Challenges and the Road to 2028
Turning potential into production is a monumental task. The timeline is aggressive: significant exploration, appraisal, and development would need to begin immediately to bring new fields online before the 2028 shortfall. This requires substantial investment, regulatory certainty, and the resolution of environmental and community concerns, particularly around onshore fracking in the Karoo.
The minister’s vision hinges on a simple premise: South Africa’s known gas resources are static “reserves” waiting to be turned into producible “resources.” However, the energy sector and independent analysts caution that exploration is inherently risky, costly, and time-consuming.
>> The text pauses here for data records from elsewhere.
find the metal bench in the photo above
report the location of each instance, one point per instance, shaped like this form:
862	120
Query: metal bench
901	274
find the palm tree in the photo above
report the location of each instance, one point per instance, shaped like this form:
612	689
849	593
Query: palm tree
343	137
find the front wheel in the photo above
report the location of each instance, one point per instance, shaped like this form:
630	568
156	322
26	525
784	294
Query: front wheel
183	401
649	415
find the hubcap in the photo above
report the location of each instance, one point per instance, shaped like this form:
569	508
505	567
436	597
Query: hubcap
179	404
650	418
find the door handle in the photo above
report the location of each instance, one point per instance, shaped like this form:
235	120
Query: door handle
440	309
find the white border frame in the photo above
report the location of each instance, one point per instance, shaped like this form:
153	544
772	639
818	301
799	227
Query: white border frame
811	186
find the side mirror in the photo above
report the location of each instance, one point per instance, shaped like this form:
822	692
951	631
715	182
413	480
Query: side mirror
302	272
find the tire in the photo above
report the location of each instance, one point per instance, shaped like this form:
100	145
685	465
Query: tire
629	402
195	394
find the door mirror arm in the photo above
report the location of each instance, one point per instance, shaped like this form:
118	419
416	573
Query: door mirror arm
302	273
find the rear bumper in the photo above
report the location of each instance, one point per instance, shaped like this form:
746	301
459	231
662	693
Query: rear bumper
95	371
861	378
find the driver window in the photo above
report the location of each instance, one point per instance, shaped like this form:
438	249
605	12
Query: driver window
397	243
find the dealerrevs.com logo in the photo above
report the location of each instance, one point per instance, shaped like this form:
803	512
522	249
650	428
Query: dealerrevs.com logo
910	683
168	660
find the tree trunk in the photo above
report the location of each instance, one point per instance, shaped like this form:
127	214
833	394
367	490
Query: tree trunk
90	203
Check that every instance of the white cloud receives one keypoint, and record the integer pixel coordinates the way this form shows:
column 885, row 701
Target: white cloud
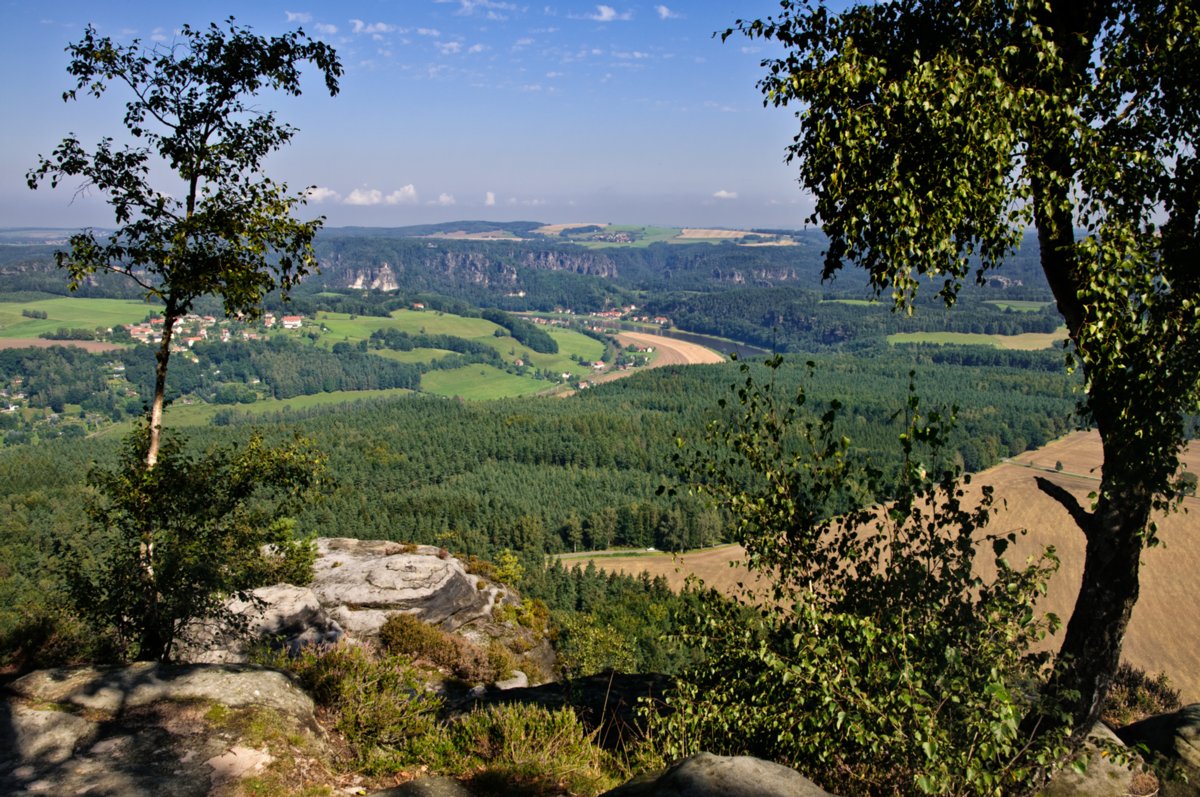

Success is never guaranteed, and even successful exploration faces a multi-year development cycle.
The debate thus crystallizes a fundamental policy rift: whether South Africa’s primary bet for energy security should be on securing foreign LNG imports (with associated price volatility and logistical complexity) or on a high-risk, high-reward national exploration campaign. With the 2028 horizon approaching, the decisions made in the next few years will determine whether South Africa faces an “industrial abyss” or unlocks a new chapter of energy self-sufficiency.